Sunday, 30 September 2012

bulbs

It's time to be thinking about planting bulbs.  Actually, it was time to be thinking about planting daffodils a month ago, as they naturally start into growth by the end of August, but my Peter Nyssen order didn't arrive until while we were on holiday, and today is the first I've had time to do anything about it.

I placed the order back in early June, and at the time I had a clear plan of where every variety was going to go.  Unfortunately I have since forgotten it, and lost the piece of paper it was written on.  I'd pretty much forgotten what I'd ordered, so it came as a nice surprise opening the box to see what was in it.  Lots of tulips, several varieties of daffodils, some alliums, hyacinths, and a few bits and bobs.

The daffodils are all starting off in pots.  The longer term intention is to grow them in the ground, since in my experience daffodils don't seem to like being in pots for more than a single season.  I've managed to fit them into square one litre pots so far, or even 11cm for the smallest bulbs.  This means that they aren't planted as deep as they should be, so when I come to plant the potfuls out in the garden I'll need to bury them a bit deeper.  Weather and other garden jobs permitting, they'll go into the ground in March, once I can see what other bulbs are coming up and avoid spearing them.  I think the original plan was to put them in the long bed in the front garden.  At any rate, if that wasn't the original idea it's a perfectly good one, and I have time to change my mind again before March.  The long bed already contains Muscari, various sorts of bulbous iris, and hyacinths, planted out each year after doing duty for one season in pots.  I thought it could still do with more spring interest, and I was trying to think of places where the daffodils might do well.  They are mostly dwarf varieties, and don't want to be overwhelmed by other plants before their leaves have finished growing for the year.

There were two bags of ten hyacinth bulbs, allowing five each for four pots to go in the Italian garden.  I see that this year I've gone for the variety 'Minos' which is described as blue-violet.  I can't honestly remember why I chose that one, but it must have sounded desirable when I looked into it.  I haven't tried it before.  The hyacinths and daffodils are starting off inside the greenhouse, in case we have another dire winter.  I used to leave the hyacinth pots outside, and they were fine for many years, until the year before last when most of their basal plates rotted.  I had better set some mouse bait, however, since last year quite a few pots of small bulbs were dug up and eaten inside the shelter of the greenhouse.

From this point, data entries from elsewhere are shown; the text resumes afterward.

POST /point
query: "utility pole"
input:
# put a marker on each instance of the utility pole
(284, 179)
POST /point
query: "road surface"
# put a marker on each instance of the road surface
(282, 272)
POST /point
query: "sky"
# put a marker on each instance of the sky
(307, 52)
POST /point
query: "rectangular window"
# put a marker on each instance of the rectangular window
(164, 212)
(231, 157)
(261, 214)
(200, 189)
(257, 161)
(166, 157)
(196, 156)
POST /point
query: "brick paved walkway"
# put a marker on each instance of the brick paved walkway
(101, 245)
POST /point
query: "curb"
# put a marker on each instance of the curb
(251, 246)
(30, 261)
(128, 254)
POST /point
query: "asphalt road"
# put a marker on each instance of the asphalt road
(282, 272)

I've bought some Anemone nemorosa, the wood anemone.  These look desperately unpromising when they arrive, a small plastic bag with little sections of black rhizome in it, like pieces of shoelace.  I've started them off like that before, and I think I got a pretty good strike rate.  At £3.50 for 25 pieces of root it is a much cheaper way of getting plants than buying them in growth from a garden centre.  I have a feeling that I may have read somewhere that A. nemorosa tended to be easier in garden cultivation than A. sylvestris, the snowdrop anemone, but I'm not sure about that.  I know I spent some happy evenings reading up on it all when placing the order, so I must have convinced myself at the time that Anemone nemorosa would be a good thing.

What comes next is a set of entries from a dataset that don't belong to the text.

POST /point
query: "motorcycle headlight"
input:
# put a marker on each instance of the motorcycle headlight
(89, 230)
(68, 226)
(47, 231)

I've also started bringing the pots of tender things in from the Italian garden, to over-winter frost free.  The only problem is that the greenhouse is already desperately crowded.  Some of the pelargoniums that didn't do well this year, and were kept from last year, are going to go on the compost heap, and I'll start again with new vigorous plants in the spring.  I weeded and tidied the pots as I brought them in, and found several Geranium maderense seedlings in them, that had sown themselves from the plants that flowered this year.  I potted three up, slightly unceremoniously since a seed bed congested with pelargonium roots isn't the easiest medium to dibble seedlings out of.  If they survive they'll be my replacement plants for the year after next.  G. maderense generally dies after flowering, though not always, but is very generous with its seed.  My stock came originally from plants in the courtyard of the V&A, which had conveniently set seed and not yet been cleared away.